Interview with Vincent Chen


Mindfully Augmented (MA) What inspired you to write this book? Vincent Chen (VC): Technology is amazing. Many things that I daydreamed of as a kid came true because technology keeps improving. An example is that back then, I had to go to the library or a local Blockbuster to read or watch something I want. Now I can access those books and videos whenever and wherever. It may not seem amazing viewed from my kids’ point of view, but to me, this opens up a world of possibilities.

Some people see the technological progression as negative. I see this as reality, with both negative and positive impacts.

As a father of two young kids, a frequent question I ask myself is: how to raise them in a world that's continually reshaped by emerging technologies? The jobs available today will be replaced by technology. And they need to adapt.

A key message of the book is that technology can keep changing, but some things that we, as humans, value will remain timeless. Some of those things are relationships, kindness, and creativity. I want to write a children’s book that weaves all these into a story that kids and their parents will have fun reading.

MA: With all the technology that kids are using these days, why choosing a book instead of an ebook or an interactive story?

VC: A book is an old technology. But somehow, my kids still enjoy picking up a book and reading. I visited a library near my home recently. The children’s book area was filled with kids! It was so hot and stuffy that I wanted to leave immediately. So I think that a book has a place in this world, along with ebooks, interactive apps, or perhaps virtual reality.

Also, whenever I hand my kids the iPad, an ebook does not stand a chance against YouTube Kids and games. The latter two are engineered to be addicting. If I want them to read and not get distracted, I rather hand them a book.

MA: Do you think that the current educational system caters to the needs that our children will have in the future?

Yes, but it’s not enough.

My kids are learning reading, writing, and math. They are also painting and making things. These are important lessons.

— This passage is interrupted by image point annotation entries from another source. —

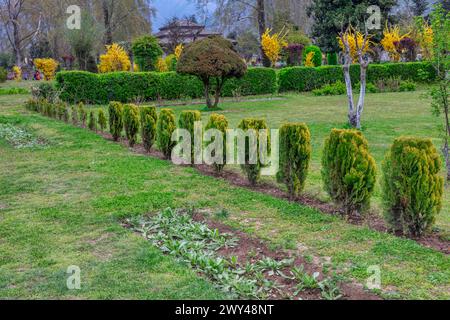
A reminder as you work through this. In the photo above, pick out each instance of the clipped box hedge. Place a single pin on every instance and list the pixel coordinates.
(126, 87)
(308, 79)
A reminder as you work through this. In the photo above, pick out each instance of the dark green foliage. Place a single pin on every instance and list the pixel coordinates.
(295, 155)
(412, 185)
(149, 118)
(75, 119)
(164, 129)
(213, 60)
(92, 122)
(146, 51)
(317, 60)
(348, 170)
(115, 119)
(82, 113)
(307, 79)
(3, 74)
(332, 59)
(187, 121)
(219, 122)
(101, 120)
(253, 170)
(131, 123)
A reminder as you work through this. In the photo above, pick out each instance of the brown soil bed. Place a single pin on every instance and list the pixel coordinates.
(374, 222)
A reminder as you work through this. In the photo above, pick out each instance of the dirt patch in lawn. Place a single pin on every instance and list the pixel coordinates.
(374, 222)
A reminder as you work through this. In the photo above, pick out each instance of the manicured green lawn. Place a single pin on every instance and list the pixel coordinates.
(62, 206)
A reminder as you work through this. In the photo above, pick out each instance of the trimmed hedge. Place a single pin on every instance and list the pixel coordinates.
(76, 86)
(412, 185)
(348, 170)
(308, 79)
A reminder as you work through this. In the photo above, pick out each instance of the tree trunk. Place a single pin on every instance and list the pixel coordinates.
(261, 12)
(207, 97)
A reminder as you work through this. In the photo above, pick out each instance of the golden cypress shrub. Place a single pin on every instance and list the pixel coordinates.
(219, 122)
(149, 118)
(348, 170)
(253, 170)
(164, 130)
(115, 119)
(295, 155)
(131, 123)
(412, 186)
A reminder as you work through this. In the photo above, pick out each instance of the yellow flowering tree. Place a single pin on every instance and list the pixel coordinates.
(17, 73)
(391, 36)
(273, 44)
(115, 59)
(356, 42)
(47, 67)
(178, 51)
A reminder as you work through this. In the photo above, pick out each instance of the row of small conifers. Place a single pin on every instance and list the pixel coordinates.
(412, 185)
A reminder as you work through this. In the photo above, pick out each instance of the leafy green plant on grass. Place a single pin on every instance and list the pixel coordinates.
(116, 119)
(348, 170)
(295, 155)
(101, 120)
(187, 121)
(131, 123)
(412, 185)
(253, 163)
(164, 130)
(220, 123)
(149, 118)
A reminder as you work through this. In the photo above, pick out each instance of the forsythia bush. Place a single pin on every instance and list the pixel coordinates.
(165, 127)
(115, 59)
(295, 155)
(252, 166)
(131, 123)
(187, 121)
(47, 66)
(17, 73)
(391, 36)
(273, 45)
(412, 185)
(116, 119)
(149, 118)
(101, 120)
(219, 122)
(348, 170)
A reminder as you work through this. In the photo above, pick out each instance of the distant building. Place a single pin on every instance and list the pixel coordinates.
(182, 31)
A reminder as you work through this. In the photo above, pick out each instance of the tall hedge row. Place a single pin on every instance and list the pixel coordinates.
(126, 87)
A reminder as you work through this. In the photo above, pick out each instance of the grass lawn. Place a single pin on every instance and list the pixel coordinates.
(62, 205)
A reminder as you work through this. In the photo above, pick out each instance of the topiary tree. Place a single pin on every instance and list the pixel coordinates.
(212, 60)
(115, 119)
(316, 59)
(219, 122)
(92, 122)
(412, 185)
(187, 121)
(146, 51)
(101, 120)
(253, 170)
(164, 130)
(131, 123)
(295, 155)
(149, 118)
(348, 170)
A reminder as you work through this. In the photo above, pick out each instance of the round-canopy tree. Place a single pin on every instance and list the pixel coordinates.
(213, 60)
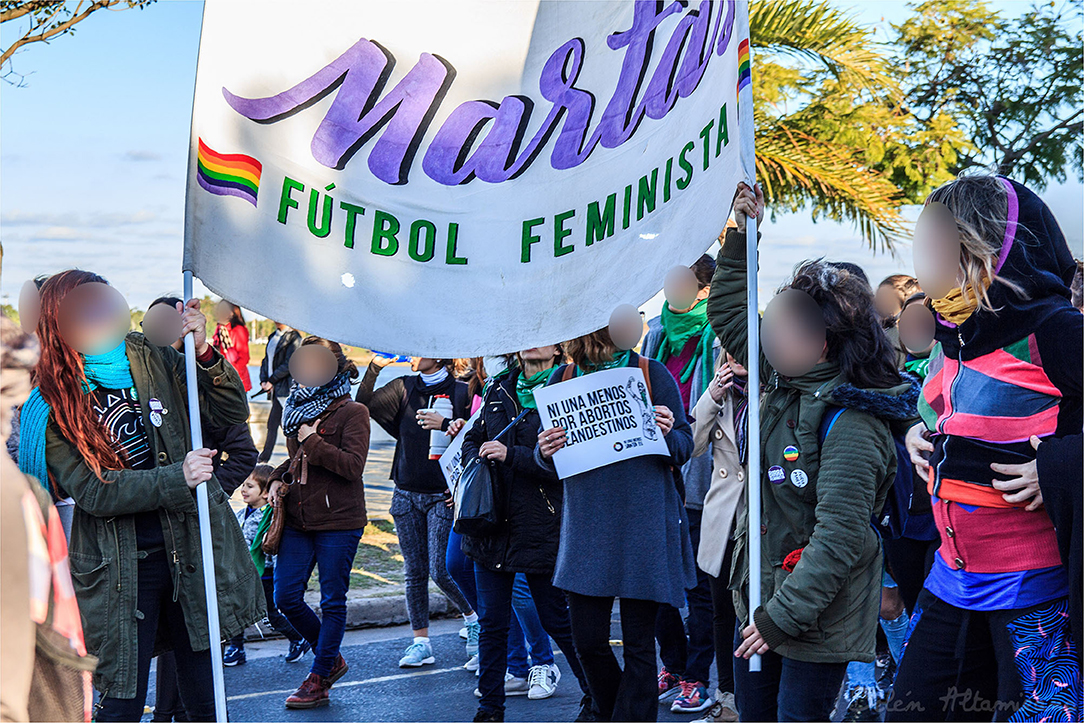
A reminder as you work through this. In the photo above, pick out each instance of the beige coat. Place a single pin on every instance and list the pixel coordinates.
(713, 425)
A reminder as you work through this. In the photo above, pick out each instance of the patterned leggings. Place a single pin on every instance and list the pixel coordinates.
(976, 666)
(423, 523)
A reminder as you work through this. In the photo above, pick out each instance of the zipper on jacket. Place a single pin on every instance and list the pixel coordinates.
(116, 541)
(177, 562)
(941, 426)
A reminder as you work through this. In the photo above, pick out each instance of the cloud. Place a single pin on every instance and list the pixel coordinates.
(94, 220)
(56, 233)
(141, 156)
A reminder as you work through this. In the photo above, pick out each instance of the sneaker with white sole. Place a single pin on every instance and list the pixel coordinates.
(542, 681)
(693, 698)
(669, 685)
(417, 655)
(474, 630)
(513, 686)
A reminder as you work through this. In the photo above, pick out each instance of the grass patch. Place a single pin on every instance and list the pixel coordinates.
(378, 562)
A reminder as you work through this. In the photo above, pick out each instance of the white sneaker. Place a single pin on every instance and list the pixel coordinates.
(513, 686)
(417, 655)
(542, 681)
(724, 710)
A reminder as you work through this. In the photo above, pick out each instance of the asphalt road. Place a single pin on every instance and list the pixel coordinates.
(375, 688)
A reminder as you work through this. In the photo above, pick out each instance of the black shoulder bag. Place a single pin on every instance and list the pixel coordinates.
(474, 496)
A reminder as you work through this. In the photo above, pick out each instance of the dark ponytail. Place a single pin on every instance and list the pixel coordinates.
(856, 340)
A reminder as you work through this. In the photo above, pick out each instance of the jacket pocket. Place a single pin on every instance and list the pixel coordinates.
(92, 581)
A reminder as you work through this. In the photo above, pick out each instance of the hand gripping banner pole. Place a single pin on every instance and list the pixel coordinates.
(753, 434)
(206, 546)
(752, 313)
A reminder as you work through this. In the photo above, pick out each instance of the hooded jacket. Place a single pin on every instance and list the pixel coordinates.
(993, 382)
(529, 495)
(816, 503)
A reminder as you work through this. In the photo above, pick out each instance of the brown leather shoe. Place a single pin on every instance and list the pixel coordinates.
(337, 671)
(312, 693)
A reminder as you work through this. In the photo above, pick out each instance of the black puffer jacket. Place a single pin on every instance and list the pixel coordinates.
(529, 495)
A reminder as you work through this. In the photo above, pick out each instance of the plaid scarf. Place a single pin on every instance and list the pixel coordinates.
(740, 417)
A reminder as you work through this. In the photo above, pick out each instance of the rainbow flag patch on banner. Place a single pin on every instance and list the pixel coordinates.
(744, 76)
(228, 173)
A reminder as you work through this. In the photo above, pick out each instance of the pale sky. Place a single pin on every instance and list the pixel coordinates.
(93, 154)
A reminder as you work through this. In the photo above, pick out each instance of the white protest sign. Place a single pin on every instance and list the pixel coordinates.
(388, 175)
(608, 417)
(451, 461)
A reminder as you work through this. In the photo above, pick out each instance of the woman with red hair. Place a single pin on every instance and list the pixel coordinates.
(107, 425)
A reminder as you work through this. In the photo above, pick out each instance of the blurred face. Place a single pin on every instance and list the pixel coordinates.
(887, 301)
(313, 365)
(794, 333)
(93, 319)
(252, 494)
(937, 250)
(162, 326)
(538, 356)
(222, 311)
(14, 390)
(424, 364)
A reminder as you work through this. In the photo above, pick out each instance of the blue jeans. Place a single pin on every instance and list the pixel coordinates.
(785, 689)
(689, 657)
(494, 611)
(298, 554)
(530, 624)
(524, 623)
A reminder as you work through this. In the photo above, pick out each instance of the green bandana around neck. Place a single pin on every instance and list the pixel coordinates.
(679, 330)
(527, 385)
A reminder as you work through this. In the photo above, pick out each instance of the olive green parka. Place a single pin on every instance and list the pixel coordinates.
(102, 551)
(816, 503)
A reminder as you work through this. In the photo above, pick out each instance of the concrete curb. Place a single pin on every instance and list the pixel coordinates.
(366, 609)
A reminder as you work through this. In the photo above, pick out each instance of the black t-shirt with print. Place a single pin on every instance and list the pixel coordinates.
(119, 411)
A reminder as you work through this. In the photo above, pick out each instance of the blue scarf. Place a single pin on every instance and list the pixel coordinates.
(110, 371)
(307, 403)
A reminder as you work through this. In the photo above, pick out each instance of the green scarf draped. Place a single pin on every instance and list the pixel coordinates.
(620, 360)
(256, 549)
(679, 328)
(527, 385)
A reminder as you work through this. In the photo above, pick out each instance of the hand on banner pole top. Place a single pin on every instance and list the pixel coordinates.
(753, 643)
(198, 466)
(192, 320)
(746, 204)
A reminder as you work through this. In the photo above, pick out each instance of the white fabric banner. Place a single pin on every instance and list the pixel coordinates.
(607, 415)
(456, 179)
(451, 461)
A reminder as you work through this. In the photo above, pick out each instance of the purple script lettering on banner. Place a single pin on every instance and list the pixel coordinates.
(456, 155)
(355, 116)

I feel that the educational system in the United States is decent and a lot of the people that I have encountered have their hearts in the right place. It’s designed to prioritize a certain body of knowledge over others. It’s also designed to work for a large number of people, and not to be individualized. Like any system, there are areas to improve.

In addition to the standard core body of knowledge, I think that kids today need to learn other things needed in future (also today) - knowing how to build relationships, knowing how to learn new things quickly, and being able to try, fail, and bounce back fast. There are courses out there addressing these, usually provided outside of the general educational system. 

It is one of my jobs as a father to fill in the gaps for my kids. For those gaps that are important to me, I need to find them the right teachers and lessons. 

MA: What do you think that technologies such as Augmented reality, Virtual reality, and Machine Learning are teaching to our kids?

VC: These are tools. They can be used to our kids’ benefit, but they can also be harmful. 

One area that interests me is that technologies' impact on culture and behaviors. The culture in the real world is diverse. But there are also new and different set of cultures and norms in the virtual world. People will speak, act, and interact in a different way virtually. Technologies give us new ways to express ourselves through constantly evolving language (e.g., LOL), symbols (e.g., emojis), images, video, and experience. It’s fascinating, wonderful, and in some cases, it could scary.

Sometimes the virtual and real world may mix. For example, my son showed me his Fortnite dance moves over the summer. Fortnite is to gaming as Harry Potter is to books. Everyone at his camp was doing this dance.

I need to be constantly aware of culture its influence. It’s up to us parents and caretakers to teach our kids the rights and wrongs as much as possible and early on. Because if not, many others will, and they may not have the kids’ best interest in mind.

MA: Is there anything else you would like to add?

VC: As much as my book is about technology, it’s more about being human. And most of us want the same thing after our physiological and safety needs are met – it’s to matter.